Trap Free Montana is a 501(c)3 non-profit with a mission to "promote education, the best available science, and non-lethal alternatives to trapping that foster responsible stewardship and respectful coexistence with wildlife." They are an excellent resource for information about the truths of trapping and opportunities to become proactive in the fight against trapping.
Trap Free New Mexico "is a coalition of conservation and animal welfare groups who oppose the cruel, damaging, and dangerous practice of trapping in New Mexico.

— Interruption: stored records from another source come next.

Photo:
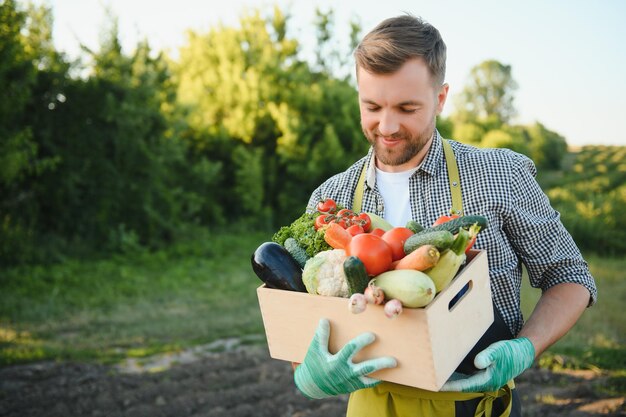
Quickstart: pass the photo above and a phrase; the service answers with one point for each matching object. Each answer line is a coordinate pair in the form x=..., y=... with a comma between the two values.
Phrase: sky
x=568, y=57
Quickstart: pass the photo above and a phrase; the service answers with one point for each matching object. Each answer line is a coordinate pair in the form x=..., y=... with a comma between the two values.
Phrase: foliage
x=590, y=196
x=488, y=94
x=134, y=150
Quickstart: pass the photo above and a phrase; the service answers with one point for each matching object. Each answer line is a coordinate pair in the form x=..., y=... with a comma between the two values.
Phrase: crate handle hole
x=460, y=295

The mission of TrapFree New Mexico is to enact a legislative ban on traps, snares and poisons on public lands to protect public safety and native wildlife."
The Wolf Conservation Center is a 501(c)3 non-profit organization that promotes wolf conservation by teaching "people about wolves, their relationship to the environment and the human role in protecting their future." This is an amazing center offers different educational programs, wolf viewings, and also serves as a major wolf recovery center for the Mexican Gray Wolf and the Red Wolf.
Wolves of the Rockies is a 501(c)3 non-profit that aims to "protect and defend wolves of the Rocky Mountains through advocating and education". This fantastic organization contributed the wolf trap we have in our educational displays at Seacrest Wolf Preserve.
"Isle Royale is a remote wilderness island, isolated by the frigid waters of Lake Superior, and home to populations of wolves and moose." The interaction between wolves and moose that occurs here has been continuously and intensely studied since 1958, making it the longest continuous study of any predator-prey system in the world. "The purposes of this project are to better understand the ecology of predation and what that knowledge can teach us about our relationship with nature."
In the mid-1990's, 31 wolves were reintroduced to Yellowstone National Park. Ever since then, wolf research (lead by Doug Smith) and monitoring has been a significant project occurring in Yellowstone. National Park Service reports information on wolves in the park.